🤖 AI Summary
This work addresses a critical limitation in neuro-symbolic systems: despite satisfying logical constraints, they may exploit reasoning shortcuts due to incorrect concept-to-label mappings. The paper formalizes this issue as a constraint satisfaction problem and characterizes the conditions under which constraints uniquely determine the intended concept mapping. It introduces the first sound and complete answer set programming (ASP)-based verification algorithm alongside a greedy repair strategy. Theoretical analysis establishes that verifying the absence of shortcuts is coNP-complete, counting valid mappings is #P-complete, and computing a minimal repair is NP-hard; under optimal conditions, the sample query complexity achieves logarithmic bounds. Empirical evaluation across eight benchmark domains demonstrates the efficacy of the proposed approach.
📝 Abstract
Neurosymbolic systems can satisfy logical constraints during learning without achieving the intended concept-label correspondence; this is a problem known as reasoning shortcuts. We formalize reasoning shortcuts as a constraint satisfaction problem and investigate under which conditions concept mappings are uniquely determined by the constraints. We prove that a discrimination property (requiring that no valid concept mapping can be transformed into another valid mapping by swapping two concept values) is necessary for shortcut-freeness under bijective mappings, but demonstrate via a counterexample that it is insufficient even when the constraint graph is connected. We develop an ASP-based algorithm that verifies whether a given constraint set uniquely determines the intended concept mapping, with proven soundness and completeness.

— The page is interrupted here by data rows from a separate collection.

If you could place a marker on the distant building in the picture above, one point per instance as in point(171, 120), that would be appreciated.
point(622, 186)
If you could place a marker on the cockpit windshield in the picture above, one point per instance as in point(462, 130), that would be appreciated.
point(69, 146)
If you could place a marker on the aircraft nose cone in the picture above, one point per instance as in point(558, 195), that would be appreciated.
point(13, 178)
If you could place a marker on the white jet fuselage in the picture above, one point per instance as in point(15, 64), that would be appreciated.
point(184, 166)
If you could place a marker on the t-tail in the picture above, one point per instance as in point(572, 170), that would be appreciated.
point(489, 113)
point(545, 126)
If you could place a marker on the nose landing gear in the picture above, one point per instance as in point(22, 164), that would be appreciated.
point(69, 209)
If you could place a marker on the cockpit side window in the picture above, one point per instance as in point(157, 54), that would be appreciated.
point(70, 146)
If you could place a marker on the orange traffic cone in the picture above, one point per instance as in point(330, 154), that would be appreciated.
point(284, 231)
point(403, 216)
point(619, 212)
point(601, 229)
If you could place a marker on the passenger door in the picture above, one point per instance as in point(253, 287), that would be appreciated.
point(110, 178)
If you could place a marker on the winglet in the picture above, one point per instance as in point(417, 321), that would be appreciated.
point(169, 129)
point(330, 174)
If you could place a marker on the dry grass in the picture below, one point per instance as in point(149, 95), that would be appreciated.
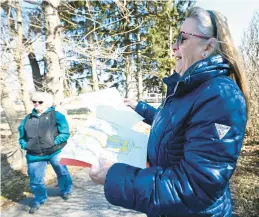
point(245, 183)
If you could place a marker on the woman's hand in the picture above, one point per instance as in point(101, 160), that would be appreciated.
point(98, 172)
point(131, 103)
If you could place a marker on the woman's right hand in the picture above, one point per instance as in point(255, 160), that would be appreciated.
point(131, 103)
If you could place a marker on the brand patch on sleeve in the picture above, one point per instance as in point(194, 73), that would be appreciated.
point(222, 130)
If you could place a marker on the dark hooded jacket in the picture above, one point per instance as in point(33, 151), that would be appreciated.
point(194, 144)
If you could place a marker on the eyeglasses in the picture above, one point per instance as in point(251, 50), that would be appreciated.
point(180, 38)
point(40, 102)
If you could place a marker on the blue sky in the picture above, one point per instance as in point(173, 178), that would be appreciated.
point(238, 12)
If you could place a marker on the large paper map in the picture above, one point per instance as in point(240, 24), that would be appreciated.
point(109, 135)
point(99, 138)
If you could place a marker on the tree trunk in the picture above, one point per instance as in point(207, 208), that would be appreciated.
point(18, 56)
point(139, 71)
point(37, 77)
point(54, 75)
point(171, 53)
point(94, 74)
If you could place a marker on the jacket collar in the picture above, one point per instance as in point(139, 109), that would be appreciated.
point(197, 74)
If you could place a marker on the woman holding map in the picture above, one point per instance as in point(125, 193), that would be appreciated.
point(196, 134)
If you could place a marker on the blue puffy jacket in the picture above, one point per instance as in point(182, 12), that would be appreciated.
point(46, 130)
point(194, 143)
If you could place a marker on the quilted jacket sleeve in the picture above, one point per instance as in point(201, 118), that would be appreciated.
point(146, 111)
point(22, 140)
point(63, 129)
point(201, 176)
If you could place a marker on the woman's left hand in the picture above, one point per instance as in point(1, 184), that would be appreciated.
point(98, 172)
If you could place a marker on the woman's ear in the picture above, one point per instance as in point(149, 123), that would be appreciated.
point(210, 47)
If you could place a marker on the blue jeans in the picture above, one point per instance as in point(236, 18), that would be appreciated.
point(36, 172)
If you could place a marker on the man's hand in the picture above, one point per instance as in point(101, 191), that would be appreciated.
point(98, 172)
point(131, 103)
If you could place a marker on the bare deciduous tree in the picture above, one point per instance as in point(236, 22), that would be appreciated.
point(250, 52)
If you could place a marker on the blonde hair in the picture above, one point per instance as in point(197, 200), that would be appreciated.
point(225, 45)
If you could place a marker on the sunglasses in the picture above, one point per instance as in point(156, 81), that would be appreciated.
point(180, 38)
point(40, 102)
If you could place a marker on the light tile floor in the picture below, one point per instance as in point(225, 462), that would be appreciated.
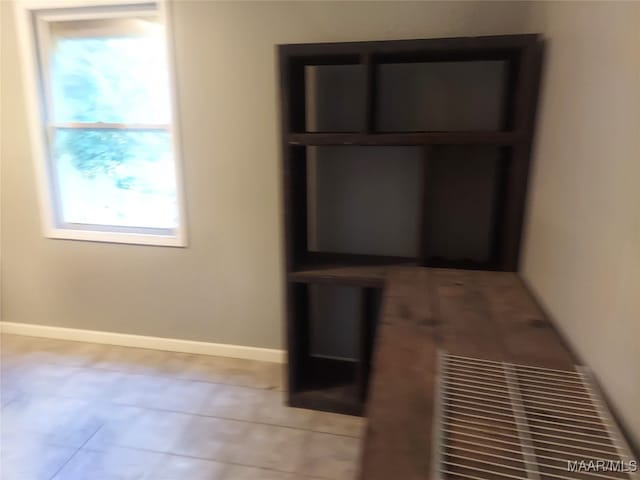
point(82, 411)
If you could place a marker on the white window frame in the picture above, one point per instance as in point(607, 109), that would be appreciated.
point(35, 96)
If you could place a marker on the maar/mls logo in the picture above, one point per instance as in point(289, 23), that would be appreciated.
point(602, 466)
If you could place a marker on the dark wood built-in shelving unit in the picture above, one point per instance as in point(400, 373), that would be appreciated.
point(411, 152)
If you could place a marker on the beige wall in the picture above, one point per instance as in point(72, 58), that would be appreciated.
point(227, 286)
point(582, 251)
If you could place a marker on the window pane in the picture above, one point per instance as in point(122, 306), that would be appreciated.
point(116, 177)
point(111, 70)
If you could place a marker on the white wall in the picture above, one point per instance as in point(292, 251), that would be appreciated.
point(227, 286)
point(582, 248)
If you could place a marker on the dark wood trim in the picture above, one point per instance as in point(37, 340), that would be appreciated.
point(471, 45)
point(365, 276)
point(371, 96)
point(368, 322)
point(329, 259)
point(297, 335)
point(526, 97)
point(403, 139)
point(424, 240)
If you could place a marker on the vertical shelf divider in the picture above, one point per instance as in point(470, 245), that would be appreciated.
point(370, 93)
point(424, 241)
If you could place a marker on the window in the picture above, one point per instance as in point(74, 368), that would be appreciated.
point(108, 163)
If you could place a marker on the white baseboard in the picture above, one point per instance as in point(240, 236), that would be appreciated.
point(140, 341)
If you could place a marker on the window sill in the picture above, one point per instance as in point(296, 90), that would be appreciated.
point(175, 240)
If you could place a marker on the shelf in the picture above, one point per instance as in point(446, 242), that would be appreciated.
point(340, 398)
point(365, 276)
point(414, 138)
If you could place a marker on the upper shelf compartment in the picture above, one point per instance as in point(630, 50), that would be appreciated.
point(334, 98)
point(440, 96)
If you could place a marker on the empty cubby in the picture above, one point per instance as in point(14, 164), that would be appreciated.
point(462, 188)
point(336, 325)
point(364, 200)
point(333, 319)
point(334, 98)
point(441, 96)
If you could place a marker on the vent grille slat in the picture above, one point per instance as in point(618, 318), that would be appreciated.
point(498, 420)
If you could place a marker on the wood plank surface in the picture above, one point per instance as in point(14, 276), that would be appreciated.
point(481, 314)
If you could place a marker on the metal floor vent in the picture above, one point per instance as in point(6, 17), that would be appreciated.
point(496, 420)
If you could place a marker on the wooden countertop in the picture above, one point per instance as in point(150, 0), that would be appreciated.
point(489, 315)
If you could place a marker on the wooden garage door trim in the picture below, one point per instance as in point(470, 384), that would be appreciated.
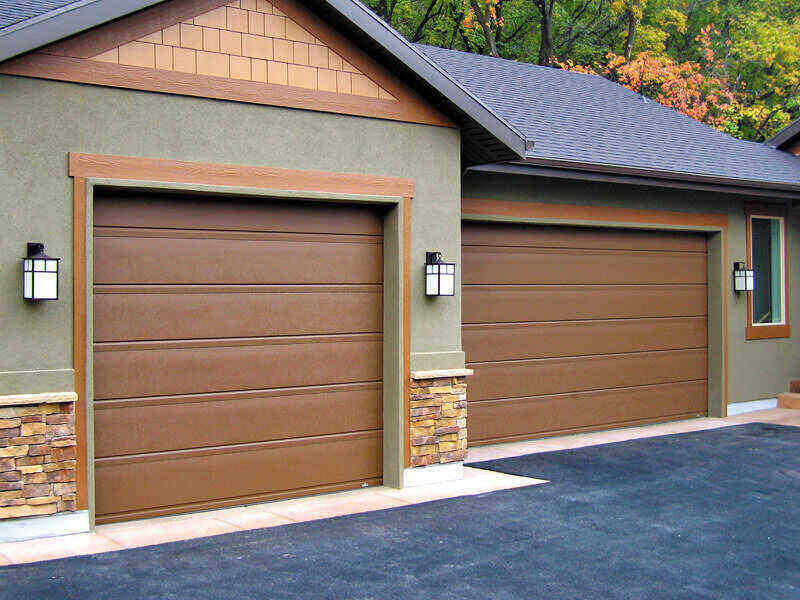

When shortcuts are detected, a greedy repair algorithm eliminates them by augmenting the constraint set, converging in at most $k$ iterations, where $k$ is the number of alternative valid mappings. We further provide a complexity classification: deciding shortcut-freeness is coNP-complete, counting shortcuts is #P-complete, and finding minimal repairs is NP-hard. We also establish sample complexity bounds showing that logarithmically many label queries suffice for disambiguation in favorable cases, while querying all ambiguous positions suffices in the worst case. Experiments across eight benchmark domains validate our approach.